Calling themselves the “Boers”, meaning “breeders” or “peasants” in Dutch, these white pioneers cohabited with the British settlers until the climate deteriorated in the 19th century. Two Boer Wars broke out (1880-1881 and 1899-1902). The English victory and the terrible human toll exacerbated Boer nationalism. The surrender in 1902 of the Boer Republics was followed by the creation, in a federal form, of the Union of South Africa, voted by the British Parliament.
Racial tensions still high
The desire to preserve their hegemony ends up bringing together the former enemy brothers. Emerging from this segment of the population were the political leaders behind apartheid, a system of racial segregation which, from 1948 to the early 1990s, deprived the black majority of most of their rights. For the Afrikaners, it was then a matter of protecting themselves from “swart gevaar” (“black peril”, in Afrikaans, a creolized Dutch language).

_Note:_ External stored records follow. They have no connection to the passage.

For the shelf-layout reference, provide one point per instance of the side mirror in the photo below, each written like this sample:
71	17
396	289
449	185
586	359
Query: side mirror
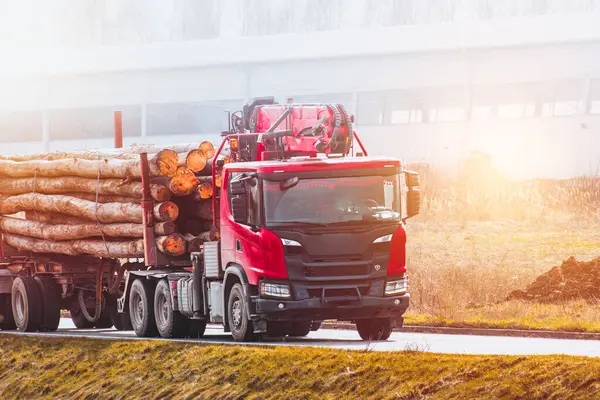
413	202
239	209
413	194
237	188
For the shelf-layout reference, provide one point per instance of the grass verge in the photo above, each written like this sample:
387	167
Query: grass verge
576	316
94	369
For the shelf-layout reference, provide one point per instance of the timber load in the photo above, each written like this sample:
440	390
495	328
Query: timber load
90	202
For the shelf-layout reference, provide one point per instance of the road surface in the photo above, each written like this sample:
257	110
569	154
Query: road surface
345	339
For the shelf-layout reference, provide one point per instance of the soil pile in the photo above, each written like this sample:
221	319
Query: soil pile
572	280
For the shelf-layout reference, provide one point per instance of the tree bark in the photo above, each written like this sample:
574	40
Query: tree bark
104	213
172	245
68	184
163	164
45	231
104	198
98	248
54	218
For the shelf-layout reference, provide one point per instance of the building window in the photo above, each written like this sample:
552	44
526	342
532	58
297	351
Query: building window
516	111
446	114
189	118
93	123
20	126
561	108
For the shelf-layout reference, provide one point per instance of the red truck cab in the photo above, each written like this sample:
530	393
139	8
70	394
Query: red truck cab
313	239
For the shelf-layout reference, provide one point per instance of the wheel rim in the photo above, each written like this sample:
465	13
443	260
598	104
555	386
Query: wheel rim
162	310
137	314
20	306
236	314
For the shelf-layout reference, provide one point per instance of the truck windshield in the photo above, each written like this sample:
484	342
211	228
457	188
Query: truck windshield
326	201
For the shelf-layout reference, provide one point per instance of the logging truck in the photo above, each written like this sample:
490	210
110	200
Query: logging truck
304	227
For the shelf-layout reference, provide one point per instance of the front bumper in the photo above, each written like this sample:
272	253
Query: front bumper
318	309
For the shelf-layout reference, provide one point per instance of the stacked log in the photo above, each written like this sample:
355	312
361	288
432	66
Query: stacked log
89	202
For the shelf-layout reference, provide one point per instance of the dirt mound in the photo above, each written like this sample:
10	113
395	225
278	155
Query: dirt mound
572	280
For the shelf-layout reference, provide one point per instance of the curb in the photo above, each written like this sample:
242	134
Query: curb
479	331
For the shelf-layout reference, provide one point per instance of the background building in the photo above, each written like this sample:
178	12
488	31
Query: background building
428	80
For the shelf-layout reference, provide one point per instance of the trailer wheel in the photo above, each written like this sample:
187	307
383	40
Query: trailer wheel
121	321
241	327
6	315
170	323
26	304
374	329
50	303
141	308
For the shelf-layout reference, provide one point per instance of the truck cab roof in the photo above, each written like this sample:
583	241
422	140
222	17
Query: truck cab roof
313	164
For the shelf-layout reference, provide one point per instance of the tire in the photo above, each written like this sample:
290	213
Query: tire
104	322
276	329
197	327
7	318
120	321
299	329
51	298
240	325
79	319
374	329
170	323
26	304
141	308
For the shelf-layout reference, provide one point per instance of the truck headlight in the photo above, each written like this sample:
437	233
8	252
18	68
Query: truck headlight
396	287
281	290
384	239
288	242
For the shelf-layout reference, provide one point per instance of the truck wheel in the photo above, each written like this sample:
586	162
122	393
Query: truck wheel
79	320
374	329
141	308
237	315
50	303
299	329
104	322
121	321
6	315
26	304
169	322
197	328
276	329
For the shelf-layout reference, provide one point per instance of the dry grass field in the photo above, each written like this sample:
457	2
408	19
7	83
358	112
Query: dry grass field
481	236
49	368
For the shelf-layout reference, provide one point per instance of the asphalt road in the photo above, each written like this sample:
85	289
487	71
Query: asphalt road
346	339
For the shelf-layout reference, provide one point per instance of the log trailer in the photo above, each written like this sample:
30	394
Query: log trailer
307	228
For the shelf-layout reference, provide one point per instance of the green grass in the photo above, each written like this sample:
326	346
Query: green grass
93	369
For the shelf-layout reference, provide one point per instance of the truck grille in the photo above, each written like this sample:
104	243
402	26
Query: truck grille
344	292
336	270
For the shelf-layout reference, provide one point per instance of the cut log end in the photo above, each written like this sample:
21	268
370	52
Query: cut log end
167	211
160	193
196	160
167	162
183	184
203	192
208	149
172	245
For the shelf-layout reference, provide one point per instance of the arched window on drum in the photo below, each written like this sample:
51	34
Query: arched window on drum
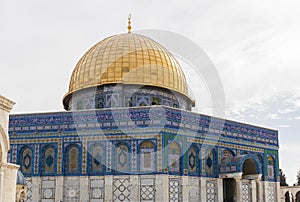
96	159
72	159
174	158
48	160
147	157
271	164
26	161
193	160
121	158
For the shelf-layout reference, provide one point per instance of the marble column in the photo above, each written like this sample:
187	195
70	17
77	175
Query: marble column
238	184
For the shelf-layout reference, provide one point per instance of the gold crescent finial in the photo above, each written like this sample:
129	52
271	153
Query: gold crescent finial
129	23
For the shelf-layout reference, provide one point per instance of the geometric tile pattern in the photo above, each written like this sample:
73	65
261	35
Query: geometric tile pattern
210	191
121	189
96	190
48	190
147	190
71	189
29	190
245	192
175	191
271	192
194	190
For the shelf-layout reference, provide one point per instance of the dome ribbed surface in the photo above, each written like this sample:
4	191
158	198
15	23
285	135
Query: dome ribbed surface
129	59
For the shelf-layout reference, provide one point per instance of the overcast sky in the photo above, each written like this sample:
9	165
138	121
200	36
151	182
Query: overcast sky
254	45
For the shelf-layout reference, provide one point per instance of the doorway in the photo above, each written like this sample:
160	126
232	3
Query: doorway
228	190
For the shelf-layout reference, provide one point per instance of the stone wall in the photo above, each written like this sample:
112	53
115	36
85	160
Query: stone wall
143	188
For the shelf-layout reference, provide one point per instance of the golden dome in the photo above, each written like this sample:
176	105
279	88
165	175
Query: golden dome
128	59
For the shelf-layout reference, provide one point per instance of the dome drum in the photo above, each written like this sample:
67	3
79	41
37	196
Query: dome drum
112	96
115	67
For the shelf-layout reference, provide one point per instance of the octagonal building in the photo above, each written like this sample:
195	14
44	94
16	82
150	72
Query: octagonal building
128	134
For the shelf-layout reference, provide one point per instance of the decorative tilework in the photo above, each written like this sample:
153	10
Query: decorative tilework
108	158
96	190
175	190
147	156
147	190
71	190
121	158
14	154
36	160
121	189
134	156
245	192
193	160
29	189
64	121
210	191
271	192
174	153
48	190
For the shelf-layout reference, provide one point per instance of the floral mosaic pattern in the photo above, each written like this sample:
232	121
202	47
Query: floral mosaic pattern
48	190
245	193
121	189
29	190
96	190
210	191
147	190
175	191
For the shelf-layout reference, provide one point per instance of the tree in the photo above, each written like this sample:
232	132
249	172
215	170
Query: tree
282	178
298	178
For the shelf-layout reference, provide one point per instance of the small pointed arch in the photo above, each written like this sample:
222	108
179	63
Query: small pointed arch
48	160
121	157
72	159
174	157
249	167
26	160
227	153
288	196
210	161
147	157
193	160
271	166
298	196
96	158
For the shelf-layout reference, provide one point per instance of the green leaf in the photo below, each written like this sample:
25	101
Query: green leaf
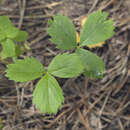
66	66
21	36
8	49
7	28
96	29
62	32
5	22
2	35
12	32
93	65
48	95
19	50
25	70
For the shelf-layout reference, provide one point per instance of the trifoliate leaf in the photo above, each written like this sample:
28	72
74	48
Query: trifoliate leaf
48	96
66	66
25	70
62	32
96	29
21	36
93	65
8	49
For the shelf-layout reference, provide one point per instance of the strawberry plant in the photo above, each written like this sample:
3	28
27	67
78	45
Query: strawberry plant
48	96
9	38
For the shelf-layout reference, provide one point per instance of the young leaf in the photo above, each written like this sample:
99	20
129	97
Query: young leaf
8	29
62	32
5	23
48	95
2	35
66	66
12	32
93	65
96	29
25	70
19	50
21	36
8	49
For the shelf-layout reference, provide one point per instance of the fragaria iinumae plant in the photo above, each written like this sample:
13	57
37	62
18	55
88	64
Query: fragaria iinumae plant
48	96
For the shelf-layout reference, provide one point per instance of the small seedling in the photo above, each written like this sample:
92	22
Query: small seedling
48	96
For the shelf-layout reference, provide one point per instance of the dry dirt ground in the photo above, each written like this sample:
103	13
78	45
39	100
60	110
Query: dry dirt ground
89	105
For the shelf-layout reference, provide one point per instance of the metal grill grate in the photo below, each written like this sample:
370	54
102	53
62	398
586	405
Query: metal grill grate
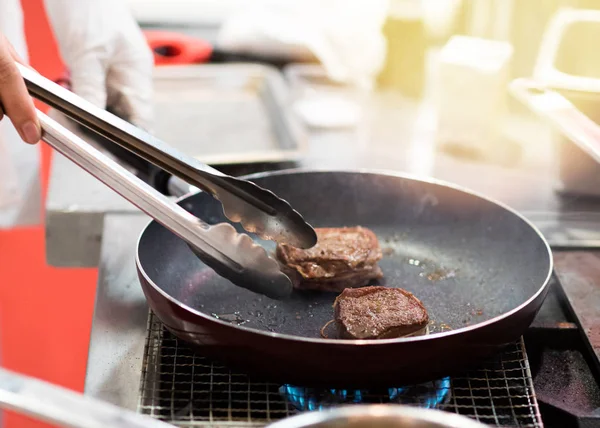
188	390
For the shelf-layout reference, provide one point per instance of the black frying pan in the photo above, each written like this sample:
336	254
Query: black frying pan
480	269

An image that Afrikaners have difficulty getting rid of, even if it was ultimately one of them, President Frederik de Klerk, who put an end to the apartheid system in 1991. While the South African government is still trying to repair this legacy today, the question of land redistribution remains explosive. In 2017, white people still owned 72% of agricultural land, according to official figures, even though they represent only a minority of the population. According to a World Bank report published in 2022, South Africa is the most unequal country in the world, with “race” playing a determining factor in a society where 10% of the population owns more than 80% of the wealth.
Why then is Donald Trump concerned about the fate of the Afrikaners? In recent years, many white farmers have been brutally killed. The Afrikaner identity group AfriForum has recorded 49 murders of farmers in 2023 and 50 the previous year. Chilling figures which have propagated the idea of a “white genocide”, but must be put into perspective with the 75 murders recorded per day on average in South Africa, which has one of the highest homicide rates on the planet.